Answer:
Please check the attached image for the depreciation schedule
2. Units of production method
Explanation:
Book value in year 1 = Cost of asset - Depreciation expense of year 1
Book value in year in subsequent years = previous book value - that year's depreciation expense
Accumulated depreciation is sum of deprecation expense
Straight line depreciation expense = (Cost of asset - Salvage value) / useful life
($18,000 - $3,000) / 4 = $3,750
Depreciation expense each year of the useful life is $3,750
Depreciation expense using the double declining method = Depreciation factor x cost of the asset
Deprecation factor = 2 x (1/useful life) = 0.5
Depreciation expense in year 1 = 0.5 x $18,000 = $9,000
Book value = $18,000 - $9,000 = $9,000
Depreciation expense in year 2 = 0.5 × $9,000 = $4,500
Book value = $9,000 - $4,500 = $4,500
Depreciation expense in year 3 = 0.5 x $4,500 = $2250
Book value = $4,500 - $2250 = $2250
Depreciation expense in year 4 = 0.5 × $2250 = $1125
Depreciation expense using the unit of production method =( Total production in the year/ total productive capacity) × (cost of asset - Salvage value)
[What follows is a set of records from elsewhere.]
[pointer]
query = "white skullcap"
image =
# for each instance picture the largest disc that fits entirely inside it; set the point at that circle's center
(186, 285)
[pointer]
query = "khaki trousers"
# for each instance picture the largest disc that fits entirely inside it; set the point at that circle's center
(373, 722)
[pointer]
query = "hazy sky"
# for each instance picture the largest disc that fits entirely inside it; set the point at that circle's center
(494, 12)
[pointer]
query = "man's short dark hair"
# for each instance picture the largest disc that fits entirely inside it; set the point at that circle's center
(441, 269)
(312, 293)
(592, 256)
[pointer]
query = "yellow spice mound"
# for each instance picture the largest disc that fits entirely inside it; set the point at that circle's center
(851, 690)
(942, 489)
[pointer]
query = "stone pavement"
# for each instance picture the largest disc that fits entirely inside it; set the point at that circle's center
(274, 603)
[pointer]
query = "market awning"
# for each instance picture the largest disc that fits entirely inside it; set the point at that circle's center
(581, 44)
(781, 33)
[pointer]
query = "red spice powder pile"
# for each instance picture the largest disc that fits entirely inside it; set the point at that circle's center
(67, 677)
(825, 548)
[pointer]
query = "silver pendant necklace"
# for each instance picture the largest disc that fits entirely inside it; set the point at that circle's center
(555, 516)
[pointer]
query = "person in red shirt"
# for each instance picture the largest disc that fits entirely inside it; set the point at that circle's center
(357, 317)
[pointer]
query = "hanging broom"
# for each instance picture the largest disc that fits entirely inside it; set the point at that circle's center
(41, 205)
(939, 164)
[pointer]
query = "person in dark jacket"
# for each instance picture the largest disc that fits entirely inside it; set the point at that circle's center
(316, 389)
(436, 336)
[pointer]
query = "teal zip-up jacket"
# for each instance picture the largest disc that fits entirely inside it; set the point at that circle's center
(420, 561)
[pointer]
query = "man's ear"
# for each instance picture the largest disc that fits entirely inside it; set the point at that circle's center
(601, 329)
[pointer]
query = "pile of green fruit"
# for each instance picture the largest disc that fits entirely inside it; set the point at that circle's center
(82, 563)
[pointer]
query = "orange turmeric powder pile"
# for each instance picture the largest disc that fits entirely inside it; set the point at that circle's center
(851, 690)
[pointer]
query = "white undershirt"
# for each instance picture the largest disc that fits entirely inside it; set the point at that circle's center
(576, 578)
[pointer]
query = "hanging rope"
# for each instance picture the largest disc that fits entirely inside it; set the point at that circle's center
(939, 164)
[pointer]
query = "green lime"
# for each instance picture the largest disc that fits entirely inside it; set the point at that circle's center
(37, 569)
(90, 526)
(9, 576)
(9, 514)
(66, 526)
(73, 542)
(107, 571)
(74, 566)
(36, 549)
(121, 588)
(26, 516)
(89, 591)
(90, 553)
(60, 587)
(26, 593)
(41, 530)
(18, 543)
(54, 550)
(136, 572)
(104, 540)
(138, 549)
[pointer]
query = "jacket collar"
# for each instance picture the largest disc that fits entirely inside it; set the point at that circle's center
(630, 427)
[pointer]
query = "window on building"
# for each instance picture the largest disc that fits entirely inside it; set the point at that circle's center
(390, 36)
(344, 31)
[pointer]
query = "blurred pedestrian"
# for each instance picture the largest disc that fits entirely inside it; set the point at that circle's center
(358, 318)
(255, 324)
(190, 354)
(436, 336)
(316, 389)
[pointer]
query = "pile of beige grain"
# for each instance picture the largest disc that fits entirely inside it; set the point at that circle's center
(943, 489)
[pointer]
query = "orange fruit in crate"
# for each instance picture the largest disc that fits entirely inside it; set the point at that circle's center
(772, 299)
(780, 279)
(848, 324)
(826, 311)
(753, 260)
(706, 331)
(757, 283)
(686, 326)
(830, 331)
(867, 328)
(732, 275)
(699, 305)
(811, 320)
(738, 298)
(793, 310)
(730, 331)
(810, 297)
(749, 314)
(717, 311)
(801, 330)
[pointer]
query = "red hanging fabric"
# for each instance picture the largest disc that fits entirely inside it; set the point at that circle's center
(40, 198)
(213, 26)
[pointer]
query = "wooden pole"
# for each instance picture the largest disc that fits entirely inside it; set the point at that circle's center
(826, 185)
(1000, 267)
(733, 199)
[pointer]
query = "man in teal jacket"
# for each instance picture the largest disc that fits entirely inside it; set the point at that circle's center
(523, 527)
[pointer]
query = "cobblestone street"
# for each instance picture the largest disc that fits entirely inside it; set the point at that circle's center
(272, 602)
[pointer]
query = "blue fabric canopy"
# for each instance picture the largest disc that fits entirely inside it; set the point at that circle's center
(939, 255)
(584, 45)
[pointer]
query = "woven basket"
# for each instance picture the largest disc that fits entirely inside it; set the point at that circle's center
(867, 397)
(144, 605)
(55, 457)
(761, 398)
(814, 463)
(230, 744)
Depreciation expense in year 1 = ($18,000 - $3,000) x (300 / 3000) = $1,500
Depreciation expense in year 2 =18,000 - $3,000) x (900 / 3000) = $4,500
Depreciation expense in year 3 = (18,000 - $3,000) x (1200 / 3000) = $6,000
Depreciation expense in year 3 = (18,000 - $3,000) x (600 / 3000) = $3,000
The Units of production method tracks wear and tear accurately because deprecation depends on the production each year.